Dinimizde niyetin önemi çok büyüktür. Kötü niyet için yerine göre bazen günah, iyi niyet için her zaman sevap vardır. Mümin iyi bir iş yapmaya niyet edip, fakat onu yapamasa bile yine sevap alır. Sıradan dünya işleri dahi, ahiret menfaati için yapıldığında ibadet halini alır. Örneğin yeyip, içmek, uyumak, çalışmak gibi mubah olan işler iyi niyetle yapıldığında sevap kazanılır. Ancak bunlar kötü niyetlerle yapılırsa veya bunları yapmak bir farzı vaktinde eda etmeye mani olursa günah olur. Mubah olmayıp ta günah olan şeyler ise, iyi niyetle yapılıyor olsa dahi günah olmaktan çıkmaz.

En doğrusunu Allah (c.c) bilir.

Bismillahirrahmanirrahim.

En'am-162 "Ey Muhammed! De ki: “Şüphesiz benim namazım da, diğer ibadetlerim de, yaşamam da, ölümüm de âlemlerin Rabbi Allah içindir."

Kehf (103-105) "De ki: Amelleri en çok boşa gidenleri size bildirelim mi?
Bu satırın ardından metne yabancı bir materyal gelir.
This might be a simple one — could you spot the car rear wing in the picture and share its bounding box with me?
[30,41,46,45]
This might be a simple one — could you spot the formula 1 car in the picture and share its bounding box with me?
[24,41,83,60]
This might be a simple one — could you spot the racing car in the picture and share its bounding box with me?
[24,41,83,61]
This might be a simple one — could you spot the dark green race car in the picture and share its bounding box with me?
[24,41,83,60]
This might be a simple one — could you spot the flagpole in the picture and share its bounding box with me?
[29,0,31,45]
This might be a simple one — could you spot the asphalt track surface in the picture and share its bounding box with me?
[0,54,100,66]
Onların dünya hayatında çalışmaları boşa gitmiştir. Oysa onlar güzel işler yaptıklarını sanıyorlardı. İşte onlar, Rabblerinin âyetlerini ve O'nun huzuruna çıkacaklarını inkâr etmişlerdir de bu yüzden iyilik altında yaptıkları bütün amelleri boşa gitmiştir. Artık kıyamet günü onlar için hiçbir ölçü tutturmayız."

Zariyat-56 "Ben cinleri ve insanları, ancak bana kulluk etsinler diye yarattım."
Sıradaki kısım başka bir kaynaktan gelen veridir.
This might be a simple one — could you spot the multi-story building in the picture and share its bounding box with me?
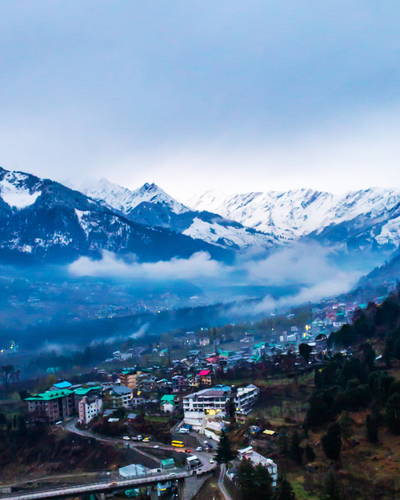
[104,385,132,409]
[235,384,260,415]
[78,396,103,425]
[25,389,75,424]
[183,384,259,432]
[198,370,215,387]
[119,370,140,389]
[183,385,231,430]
Beyyine-5 " Hâlbuki onlara, ancak dini Allah’a has kılarak, hakka yönelen kimseler olarak O’na kulluk etmeleri, namazı kılmaları ve zekâtı vermeleri emredilmişti. İşte bu dosdoğru dindir."

Şüphesiz Allah (c.c) Doğruyu Söyledi.

Peygamber Efendimiz(s.a.v) Buyuruyorlar ki;

"Ameller (başka değil) ancak niyetlere göredir; herkesin niyeti ne ise eline geçecek odur. Kimin hicreti, Allah ve Resulü (rızası ve hoşnutlukları) için ise, onun hicreti Allah ve Resulü’ne müteveccih sayılır. Kim de nail olacağı bir dünya veya nikahlanacağı bir kadından ötürü hicret etmişse, onun hicreti de hedeflediği şeye göredir." (Buhari, Bedü’l-Vahy, 1; Müslim, İmare, 155; Ebu Davud, Talak, 11)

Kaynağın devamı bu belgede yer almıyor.